You might need to stop being passive aggressive
Part 1: Or, some thoughts on how you present in this question
According to wikipedia1:
Passive-aggressive behavior is the indirect expression of hostility, ...
With that in mind, what Telastyn &i take away from this is that the original title of this question is passive aggressive.
Going further, and looking at the body of the question - your last paragraph, for example:
He seems to want to assert his authority over me, and wants me to say " Yes boss!" to everything. But he won't explain, often asks me to do tasks for stuff that currently can't be done or sometimes will go a whole day without assigning me anything. So I never know what he wants me to be doing. How do I tackle this guy?
From this, do note a few things
- You say he wants "to assert his authority" over you, but you give no evidence of it. Asking you to do things isn't asserting authority - it's his job.
- You didn't give an example of impossible things your boss has asked you to do.
- He might not assign you work in a day. I don't know what your job is, but I've always found it useful to ask what to do when I don't have anything to do. Your boss might not know you don't have anything to do!
- You shouldn't be "tackling" humans unless you play professional contact sports. You can tackle problems, but please don't be the person who says "people are problems" - they're not, people are people. You should be endeavouring to work with your boss.
For whatever reason, to me, you haven't composed a well thought out, elegant question that details your issues.
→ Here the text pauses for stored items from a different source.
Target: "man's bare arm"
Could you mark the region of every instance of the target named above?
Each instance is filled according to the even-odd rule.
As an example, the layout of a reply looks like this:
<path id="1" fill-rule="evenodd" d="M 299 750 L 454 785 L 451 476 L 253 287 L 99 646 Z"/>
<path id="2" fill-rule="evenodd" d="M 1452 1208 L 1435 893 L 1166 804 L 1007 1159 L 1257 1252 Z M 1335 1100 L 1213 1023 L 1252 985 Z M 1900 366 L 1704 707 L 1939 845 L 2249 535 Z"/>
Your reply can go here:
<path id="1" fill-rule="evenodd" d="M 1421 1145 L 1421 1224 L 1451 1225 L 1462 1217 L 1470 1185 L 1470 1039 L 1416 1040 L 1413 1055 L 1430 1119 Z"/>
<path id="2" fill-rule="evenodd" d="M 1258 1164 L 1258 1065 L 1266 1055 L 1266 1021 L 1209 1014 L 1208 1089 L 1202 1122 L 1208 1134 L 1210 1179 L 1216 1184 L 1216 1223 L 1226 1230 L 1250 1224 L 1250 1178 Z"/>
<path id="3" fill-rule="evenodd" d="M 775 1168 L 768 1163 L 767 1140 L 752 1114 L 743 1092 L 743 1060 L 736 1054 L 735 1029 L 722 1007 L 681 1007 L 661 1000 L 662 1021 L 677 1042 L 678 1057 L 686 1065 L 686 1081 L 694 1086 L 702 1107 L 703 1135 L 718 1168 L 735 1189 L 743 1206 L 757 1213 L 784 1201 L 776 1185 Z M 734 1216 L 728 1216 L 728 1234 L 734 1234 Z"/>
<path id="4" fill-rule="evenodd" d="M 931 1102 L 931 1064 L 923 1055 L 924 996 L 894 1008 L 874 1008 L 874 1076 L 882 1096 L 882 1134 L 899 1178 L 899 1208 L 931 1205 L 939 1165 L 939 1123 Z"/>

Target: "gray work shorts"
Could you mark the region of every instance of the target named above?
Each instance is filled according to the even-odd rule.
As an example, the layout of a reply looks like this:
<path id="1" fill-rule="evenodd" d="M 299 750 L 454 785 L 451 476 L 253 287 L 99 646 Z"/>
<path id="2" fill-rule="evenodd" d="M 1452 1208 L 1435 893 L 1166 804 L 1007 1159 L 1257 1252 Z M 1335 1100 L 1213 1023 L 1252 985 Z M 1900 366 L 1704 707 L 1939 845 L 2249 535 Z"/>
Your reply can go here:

This makes it appear (to me, anyway) as though you have this notion - my boss is a passive-aggressive type who is keeping me down, man - and you want people to take your side against your boss. And that, my friend, is actually an example of passive-aggressive behaviour, as used in common parlance.
Part 2: Whereby I answer your explicit question
Your question is how do i tackle this guy - I don't know if that is the "right" question, because if you really are displaying some passive-aggression, then it is really "you" that needs "tackling". But that's not what you asked.
- How did you respond to his listing times you were passive aggressive? You don't mention, but as a first step, you should talk him through this list.
- For each entry, apologise for being passive aggressive, and say you didn't mean to come across in that manner.
- For each entry, say what you were trying to get across in each instance. That last sentence is key, and you should express it in a way that enforces your desire to be collaborative and to work with your boss.
- To be clear, don't mention, raise, blame or otherwise insinuate deficiencies in your boss' style/capabilities. Instead, blame yourself. It's not "the boss wasn't clear" its "I didn't have a firm understanding on how to go about this task".
- Once you've done this, suggest that you both work on some project/task together - at an appropriate time. Maybe immediately after, maybe a day later, I don't know, that's something you need to decide.
- The task isn't important. From steps 1-4, you'll have an idea about what the issues are that make your boss think you're passive aggressive. Be blunt, let him know this task isn't about "the task", but about creating a more wholesome work environment.
- Tell him that from that list, you are aware that a, b, c might occur. Tell him - in the spirit of creating a positive relationship - about how you're going to mitigate that happening on this task. Ask him to let you know if it happens, or anything else happens, or if any issues were mitigated.
- If something happens, add it to the list. If you mitigate something, note it as a "solution" to one of the issues.
- Going forward, try to work out solutions to this items on the list, until it's just a list of solutions!
- If this doesn't improve things after a few months, you should consider new employment.
Over the next many tasks, you'll get an idea on how to resolve everything. I think that would be an excellent way of showing that you're a team player, you're dedicated to making your boss look good, and you'll improve the relationship because you are bending over backwards to help out. And every boss likes that. That is why the apologising is key - you're showing you can and will work under him, to help him.
You want to fix this ASAP, because you always want a good relationship with your boss - the best way to get promoted? Get your boss promoted. He'll want someone to fill the void, and who better but his trusty lieutenant?
Also, not getting along with your boss is the number one reason for getting fired.
Part 3: Whereby I answer the question you asked in the title
On the other hand if you are right (which would mean I am wrong, a sadly common occurance), then you have some difficulties. I would still go about the steps above, but I wouldn't expect any improvements. You should start looking for new work, because you (not you-you, everybody-you) just don't want to work under a passive-aggressive-type. Its not fun, and it will eat away at you. There's no harm in pursuing happiness in a different company.
If this trend of a boss being upset with you continues into the new workplace, then, uh, well, you're either passive-aggressive OR really unlucky.
1: Wikipedia also says
Workplace conflict is a specific type of conflict that occurs in workplaces.
So take what you will from wikipedia.